The function f is defined by $$f: x \mapsto \ln(4 - 2x), \quad x < 2 \quad \text{and} \quad x \in \mathbb{R}.$$ (a) Show that the inverse function of f is defined by $$f^{-1}: x \mapsto 2 - \frac{1}{2} e^x$$ and write down the domain of f^{-1} - Edexcel - A-Level Maths Pure - Question 6 - 2007 - Paper 6

The range of f^{-1} is determined by the domain of the original function f. Since f is defined for all x where x < 2, the output of f will be:

$f(x) \in (-\infty, \ln(4)),$ where \ln(4) occurs at x approaching 2 from the left. Therefore, the range of f^{-1} is:

$f^{-1}(x) \in (2 - \frac{1}{2} e^{\ln(4)}, 2) = (0, 2).$

To sketch the graph of the inverse function:

1. y-intercept: When x = 0:

   $y = f^{-1}(0) = 2 - \frac{1}{2} e^0 = 1.$
   Coordinate: (0, 1).

2. x-intercept: When y = 0:

   $0 = 2 - \frac{1}{2} e^x \Rightarrow \frac{1}{2} e^x = 2 \Rightarrow e^x = 4 \Rightarrow x = \ln(4).$
   Coordinate: (\ln(4), 0).

The graph will have the shape of the function decreasing and asymptotic toward y = 2 as x approaches minus infinity.

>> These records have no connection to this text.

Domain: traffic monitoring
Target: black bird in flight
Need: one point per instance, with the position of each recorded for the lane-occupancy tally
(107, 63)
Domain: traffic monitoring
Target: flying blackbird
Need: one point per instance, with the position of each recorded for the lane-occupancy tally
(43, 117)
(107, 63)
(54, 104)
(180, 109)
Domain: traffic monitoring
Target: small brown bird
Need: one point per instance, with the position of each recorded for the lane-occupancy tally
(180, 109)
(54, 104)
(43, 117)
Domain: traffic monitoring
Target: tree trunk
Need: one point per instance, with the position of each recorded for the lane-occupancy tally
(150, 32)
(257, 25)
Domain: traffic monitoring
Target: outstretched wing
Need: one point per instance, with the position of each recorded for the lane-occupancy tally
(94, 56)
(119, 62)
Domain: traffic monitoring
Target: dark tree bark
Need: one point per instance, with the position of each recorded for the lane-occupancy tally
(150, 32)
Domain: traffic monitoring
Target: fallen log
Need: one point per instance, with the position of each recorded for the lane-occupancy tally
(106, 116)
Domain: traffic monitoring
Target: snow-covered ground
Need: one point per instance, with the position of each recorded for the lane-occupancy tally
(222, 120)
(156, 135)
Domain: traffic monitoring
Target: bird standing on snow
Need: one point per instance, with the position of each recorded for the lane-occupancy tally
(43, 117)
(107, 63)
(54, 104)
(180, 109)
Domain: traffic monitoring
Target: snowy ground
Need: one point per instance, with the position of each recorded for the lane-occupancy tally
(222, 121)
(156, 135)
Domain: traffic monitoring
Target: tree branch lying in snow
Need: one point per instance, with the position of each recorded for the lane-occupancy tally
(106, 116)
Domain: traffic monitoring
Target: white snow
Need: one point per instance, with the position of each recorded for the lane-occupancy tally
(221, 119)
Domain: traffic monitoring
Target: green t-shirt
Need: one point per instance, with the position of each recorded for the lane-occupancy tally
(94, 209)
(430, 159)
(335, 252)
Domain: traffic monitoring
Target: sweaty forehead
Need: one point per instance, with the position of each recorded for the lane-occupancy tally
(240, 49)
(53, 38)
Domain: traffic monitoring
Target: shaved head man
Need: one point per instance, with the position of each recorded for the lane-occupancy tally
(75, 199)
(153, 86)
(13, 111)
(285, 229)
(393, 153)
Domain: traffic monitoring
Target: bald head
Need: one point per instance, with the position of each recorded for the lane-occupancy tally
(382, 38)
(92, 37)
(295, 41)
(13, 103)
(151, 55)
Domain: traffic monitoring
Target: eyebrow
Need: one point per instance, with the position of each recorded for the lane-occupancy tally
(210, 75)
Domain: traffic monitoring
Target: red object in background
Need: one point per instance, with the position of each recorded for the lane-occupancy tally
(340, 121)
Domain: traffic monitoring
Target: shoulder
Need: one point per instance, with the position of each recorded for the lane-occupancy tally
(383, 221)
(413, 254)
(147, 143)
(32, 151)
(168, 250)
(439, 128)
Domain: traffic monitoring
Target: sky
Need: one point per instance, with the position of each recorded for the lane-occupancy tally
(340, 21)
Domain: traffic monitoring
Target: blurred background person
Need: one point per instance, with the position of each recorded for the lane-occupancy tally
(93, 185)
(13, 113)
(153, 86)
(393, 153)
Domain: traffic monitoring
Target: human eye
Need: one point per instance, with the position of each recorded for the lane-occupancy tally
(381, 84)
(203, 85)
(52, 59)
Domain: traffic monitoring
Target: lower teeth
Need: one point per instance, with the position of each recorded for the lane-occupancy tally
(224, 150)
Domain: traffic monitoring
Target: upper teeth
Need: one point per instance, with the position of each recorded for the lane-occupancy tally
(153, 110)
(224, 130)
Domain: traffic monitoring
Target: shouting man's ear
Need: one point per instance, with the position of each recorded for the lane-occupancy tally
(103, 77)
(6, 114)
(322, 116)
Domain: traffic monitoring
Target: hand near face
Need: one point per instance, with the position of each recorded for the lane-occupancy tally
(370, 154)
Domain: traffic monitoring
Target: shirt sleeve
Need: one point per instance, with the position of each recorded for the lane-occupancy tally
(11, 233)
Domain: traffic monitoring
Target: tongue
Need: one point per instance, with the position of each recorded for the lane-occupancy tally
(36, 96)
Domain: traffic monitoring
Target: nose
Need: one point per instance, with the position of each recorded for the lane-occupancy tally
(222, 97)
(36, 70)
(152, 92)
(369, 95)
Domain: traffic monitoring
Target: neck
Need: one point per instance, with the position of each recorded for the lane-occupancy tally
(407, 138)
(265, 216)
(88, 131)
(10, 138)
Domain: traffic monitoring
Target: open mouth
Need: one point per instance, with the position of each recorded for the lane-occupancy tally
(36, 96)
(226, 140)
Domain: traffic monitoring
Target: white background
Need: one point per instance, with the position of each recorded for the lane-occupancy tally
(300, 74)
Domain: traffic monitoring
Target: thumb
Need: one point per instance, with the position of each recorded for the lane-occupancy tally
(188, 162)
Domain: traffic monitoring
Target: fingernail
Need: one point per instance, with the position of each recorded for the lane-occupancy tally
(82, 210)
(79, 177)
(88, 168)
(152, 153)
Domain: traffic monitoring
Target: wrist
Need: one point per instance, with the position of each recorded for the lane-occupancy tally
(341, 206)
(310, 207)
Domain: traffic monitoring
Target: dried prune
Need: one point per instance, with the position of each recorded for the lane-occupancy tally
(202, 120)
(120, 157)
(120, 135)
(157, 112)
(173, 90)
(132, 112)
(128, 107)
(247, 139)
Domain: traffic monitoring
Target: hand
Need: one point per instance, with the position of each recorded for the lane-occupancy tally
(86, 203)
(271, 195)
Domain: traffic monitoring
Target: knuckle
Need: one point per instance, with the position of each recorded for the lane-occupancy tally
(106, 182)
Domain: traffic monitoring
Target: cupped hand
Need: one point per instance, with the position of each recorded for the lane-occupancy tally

Using the iterative formula:

$x_{n+1} = -\frac{1}{2} e^{x_n}$

1. Start with x_0 = -0.3:

   $x_1 = -\frac{1}{2} e^{-0.3} \approx -0.35092688 \text{ (to 4 decimal places: -0.3509)}$

2. Next, calculate x_2:

   $x_2 = -\frac{1}{2} e^{x_1} \approx -0.35201671 \text{ (to 4 decimal places: -0.3520)}$

For finding k, after multiple iterations using the earlier results:

Continuing with the iterative formula until the desired accuracy, we find:

$k \approx -0.352$ to 3 decimal places.